Children and learning problems
Learning and education are very important for everyone. However, literature shows that maintaining family secrets deeply affects children’s ability to learn. There are instances where adults think that by keeping a secret from the child, they are protecting them, but children are intuitive and are quick to sense changes in tone of voice, facial expressions, and other non-verbal communication indicating that there is a secret. If they have reason to fear asking for information because of parental anger, anxiety and loss of control of emotions, this situation can have a dampening effect on their education.
Somatic Symptoms, when the body speaks
Somatic symptoms are physical symptoms that mask emotional distress. The very nature of the physical presentation of the symptoms hides the distress from its root. I have met clients whose sadness was so overwhelming that they couldn’t walk or speak properly. Another important but little-known theme that I believe needs to be brought to light, is that the secret-keeping culture can be carried on from one generation to another. During my line of work, I became aware of many cases where children were raised in an atmosphere of secrecy. These children in return grew up with a sense that something is wrong, and were afraid to discuss their intuitions with their parents.
Unfortunately, in these families, once secrecy becomes the norm, there is no end to the ways in which information is blocked from flowing. In these situations, children learn to keep secrets from parents, and parents keep secrets from children and from one another. This learning process can be carried over into generations as the children marry and keep secrets from their spouses.

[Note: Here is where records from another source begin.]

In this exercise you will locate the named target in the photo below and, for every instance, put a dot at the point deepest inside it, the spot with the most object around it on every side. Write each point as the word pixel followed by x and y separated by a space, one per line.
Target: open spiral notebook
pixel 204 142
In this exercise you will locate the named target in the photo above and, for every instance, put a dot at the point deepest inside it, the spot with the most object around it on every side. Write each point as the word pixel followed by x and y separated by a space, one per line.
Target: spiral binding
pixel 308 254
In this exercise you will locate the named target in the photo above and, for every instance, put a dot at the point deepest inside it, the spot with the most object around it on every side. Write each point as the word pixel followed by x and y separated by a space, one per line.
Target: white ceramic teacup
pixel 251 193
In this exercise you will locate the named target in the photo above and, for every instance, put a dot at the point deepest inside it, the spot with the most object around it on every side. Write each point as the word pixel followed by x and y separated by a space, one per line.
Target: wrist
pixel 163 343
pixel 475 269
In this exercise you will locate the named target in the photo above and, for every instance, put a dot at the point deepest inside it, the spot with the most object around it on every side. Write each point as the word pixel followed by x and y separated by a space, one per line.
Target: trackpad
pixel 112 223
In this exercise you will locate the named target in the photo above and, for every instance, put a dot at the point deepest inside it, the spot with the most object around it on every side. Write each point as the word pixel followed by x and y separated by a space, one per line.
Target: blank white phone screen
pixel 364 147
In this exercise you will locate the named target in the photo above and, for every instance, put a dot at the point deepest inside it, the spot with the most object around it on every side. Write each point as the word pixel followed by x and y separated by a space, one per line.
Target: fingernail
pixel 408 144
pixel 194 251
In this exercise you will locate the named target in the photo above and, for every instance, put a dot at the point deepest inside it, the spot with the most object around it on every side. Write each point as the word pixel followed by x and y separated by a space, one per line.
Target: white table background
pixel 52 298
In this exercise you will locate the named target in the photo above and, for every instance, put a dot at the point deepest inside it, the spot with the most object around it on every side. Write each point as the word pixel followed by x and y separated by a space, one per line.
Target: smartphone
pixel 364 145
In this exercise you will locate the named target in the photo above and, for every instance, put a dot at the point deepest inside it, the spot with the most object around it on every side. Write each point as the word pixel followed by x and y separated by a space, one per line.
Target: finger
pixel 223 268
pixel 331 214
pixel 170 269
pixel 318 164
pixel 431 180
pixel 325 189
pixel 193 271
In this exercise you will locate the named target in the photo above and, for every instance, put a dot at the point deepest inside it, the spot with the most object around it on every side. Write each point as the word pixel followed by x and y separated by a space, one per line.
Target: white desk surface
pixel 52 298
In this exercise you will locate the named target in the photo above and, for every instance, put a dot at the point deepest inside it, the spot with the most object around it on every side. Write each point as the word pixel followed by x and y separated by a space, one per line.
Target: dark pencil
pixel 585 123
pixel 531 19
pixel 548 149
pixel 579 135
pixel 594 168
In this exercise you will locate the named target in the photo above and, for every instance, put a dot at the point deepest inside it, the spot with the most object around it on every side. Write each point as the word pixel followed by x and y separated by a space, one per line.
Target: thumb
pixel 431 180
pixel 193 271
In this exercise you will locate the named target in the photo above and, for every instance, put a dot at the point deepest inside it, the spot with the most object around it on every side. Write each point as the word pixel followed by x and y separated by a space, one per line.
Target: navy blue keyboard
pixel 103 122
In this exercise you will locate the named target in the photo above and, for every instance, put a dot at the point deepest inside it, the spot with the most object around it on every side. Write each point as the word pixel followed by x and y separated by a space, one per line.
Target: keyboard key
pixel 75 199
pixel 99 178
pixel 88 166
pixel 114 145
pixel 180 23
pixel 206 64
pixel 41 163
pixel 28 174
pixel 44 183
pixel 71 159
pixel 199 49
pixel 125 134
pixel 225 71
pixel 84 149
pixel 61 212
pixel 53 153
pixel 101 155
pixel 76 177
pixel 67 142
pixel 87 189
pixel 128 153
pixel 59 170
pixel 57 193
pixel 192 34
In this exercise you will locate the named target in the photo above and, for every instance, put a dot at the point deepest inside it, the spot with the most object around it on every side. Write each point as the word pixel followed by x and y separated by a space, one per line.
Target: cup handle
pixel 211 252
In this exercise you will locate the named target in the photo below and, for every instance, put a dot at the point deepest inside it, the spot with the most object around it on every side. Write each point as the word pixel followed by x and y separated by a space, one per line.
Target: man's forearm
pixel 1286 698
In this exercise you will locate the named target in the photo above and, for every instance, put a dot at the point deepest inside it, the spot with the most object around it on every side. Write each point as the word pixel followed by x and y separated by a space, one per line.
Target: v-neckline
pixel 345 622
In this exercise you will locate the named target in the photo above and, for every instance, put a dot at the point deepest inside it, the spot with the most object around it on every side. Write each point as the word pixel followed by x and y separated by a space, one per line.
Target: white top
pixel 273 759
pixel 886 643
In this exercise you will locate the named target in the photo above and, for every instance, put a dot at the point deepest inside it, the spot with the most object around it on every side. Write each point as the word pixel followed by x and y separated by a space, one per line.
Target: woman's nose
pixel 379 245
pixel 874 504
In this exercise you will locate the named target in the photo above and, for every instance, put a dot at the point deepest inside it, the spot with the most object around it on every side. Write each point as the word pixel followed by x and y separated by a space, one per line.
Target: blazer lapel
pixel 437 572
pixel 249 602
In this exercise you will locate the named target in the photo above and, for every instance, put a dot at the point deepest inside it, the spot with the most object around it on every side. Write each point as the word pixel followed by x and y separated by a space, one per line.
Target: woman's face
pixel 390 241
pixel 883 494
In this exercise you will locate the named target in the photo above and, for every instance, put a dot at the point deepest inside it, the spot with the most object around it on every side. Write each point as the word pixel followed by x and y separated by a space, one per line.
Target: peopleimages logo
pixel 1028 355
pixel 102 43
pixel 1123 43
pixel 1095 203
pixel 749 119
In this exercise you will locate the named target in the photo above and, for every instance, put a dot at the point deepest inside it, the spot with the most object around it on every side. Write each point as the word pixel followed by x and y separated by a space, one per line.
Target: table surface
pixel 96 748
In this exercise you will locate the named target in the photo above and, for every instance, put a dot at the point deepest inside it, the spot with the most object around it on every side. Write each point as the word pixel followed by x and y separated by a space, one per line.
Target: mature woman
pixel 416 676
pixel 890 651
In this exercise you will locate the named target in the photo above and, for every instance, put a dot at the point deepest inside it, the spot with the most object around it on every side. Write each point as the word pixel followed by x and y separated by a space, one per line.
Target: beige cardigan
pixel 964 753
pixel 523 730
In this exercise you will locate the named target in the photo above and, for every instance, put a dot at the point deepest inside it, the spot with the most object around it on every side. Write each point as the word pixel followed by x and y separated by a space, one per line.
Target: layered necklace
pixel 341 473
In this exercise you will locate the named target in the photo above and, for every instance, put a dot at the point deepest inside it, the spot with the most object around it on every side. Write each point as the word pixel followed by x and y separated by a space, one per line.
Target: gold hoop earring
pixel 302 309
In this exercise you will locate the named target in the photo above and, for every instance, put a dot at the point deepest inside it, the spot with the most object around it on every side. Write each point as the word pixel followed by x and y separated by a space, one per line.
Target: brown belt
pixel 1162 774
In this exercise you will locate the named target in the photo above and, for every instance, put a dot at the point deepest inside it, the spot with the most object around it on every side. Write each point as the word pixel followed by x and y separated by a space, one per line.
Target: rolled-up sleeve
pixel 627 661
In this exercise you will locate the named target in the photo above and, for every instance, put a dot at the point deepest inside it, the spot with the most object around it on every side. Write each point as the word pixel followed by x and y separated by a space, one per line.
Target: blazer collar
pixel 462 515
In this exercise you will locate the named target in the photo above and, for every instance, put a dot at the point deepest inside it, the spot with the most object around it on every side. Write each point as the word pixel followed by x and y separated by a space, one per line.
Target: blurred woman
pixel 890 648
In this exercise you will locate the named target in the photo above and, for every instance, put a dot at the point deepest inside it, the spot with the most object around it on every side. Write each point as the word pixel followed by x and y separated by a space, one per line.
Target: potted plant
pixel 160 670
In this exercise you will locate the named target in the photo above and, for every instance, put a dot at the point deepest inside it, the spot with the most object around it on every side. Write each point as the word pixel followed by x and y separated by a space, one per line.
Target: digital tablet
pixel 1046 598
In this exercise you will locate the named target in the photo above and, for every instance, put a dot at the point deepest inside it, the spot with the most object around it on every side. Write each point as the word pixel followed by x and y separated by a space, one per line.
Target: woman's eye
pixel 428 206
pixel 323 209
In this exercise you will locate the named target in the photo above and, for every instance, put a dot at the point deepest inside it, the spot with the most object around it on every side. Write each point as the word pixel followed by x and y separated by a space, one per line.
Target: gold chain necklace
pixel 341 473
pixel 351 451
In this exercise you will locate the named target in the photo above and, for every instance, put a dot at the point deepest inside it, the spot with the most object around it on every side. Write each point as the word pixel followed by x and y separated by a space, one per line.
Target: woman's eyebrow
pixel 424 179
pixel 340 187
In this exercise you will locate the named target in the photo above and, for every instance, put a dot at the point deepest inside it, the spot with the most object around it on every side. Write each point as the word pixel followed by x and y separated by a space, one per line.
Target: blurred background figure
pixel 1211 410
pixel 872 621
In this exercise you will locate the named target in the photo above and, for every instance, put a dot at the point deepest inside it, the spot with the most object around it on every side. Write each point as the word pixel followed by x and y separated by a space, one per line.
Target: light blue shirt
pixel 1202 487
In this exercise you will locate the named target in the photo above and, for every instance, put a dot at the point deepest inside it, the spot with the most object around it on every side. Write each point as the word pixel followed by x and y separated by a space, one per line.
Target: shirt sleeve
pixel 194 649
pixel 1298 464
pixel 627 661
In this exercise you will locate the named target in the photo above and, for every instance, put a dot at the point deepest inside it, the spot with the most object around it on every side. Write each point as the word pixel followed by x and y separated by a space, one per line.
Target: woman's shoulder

In conclusion, although secrets can be held with the best intentions, often there is a price to pay. Family secrets can seriously affect family relationships. They often create barriers and coalitions and affect family communication. Family members may experience tension, anxiety, loneliness, and stress-related symptoms like sleeplessness and headaches (Imber-Black, 1998). Furthermore, secrets can lead to a developmental deep freeze, which means that when secrets are made between a parent and a child at key points in time during a family’s development, they hinder the child’s natural growth of individuation and independence.
- Bok, S. (1983). Secrets: On the ethics of concealment and revelation. New York: Vintage Books.
- Imber-Black, E. (Ed.) (1993). Secrets in families and family therapy. New York: Norton.
- Imber– Black, E. (1998). The secret life of families. New York: Bantam Books.
- Karpel, M. (1980). Family secrets. Family Process, 19, 295-306.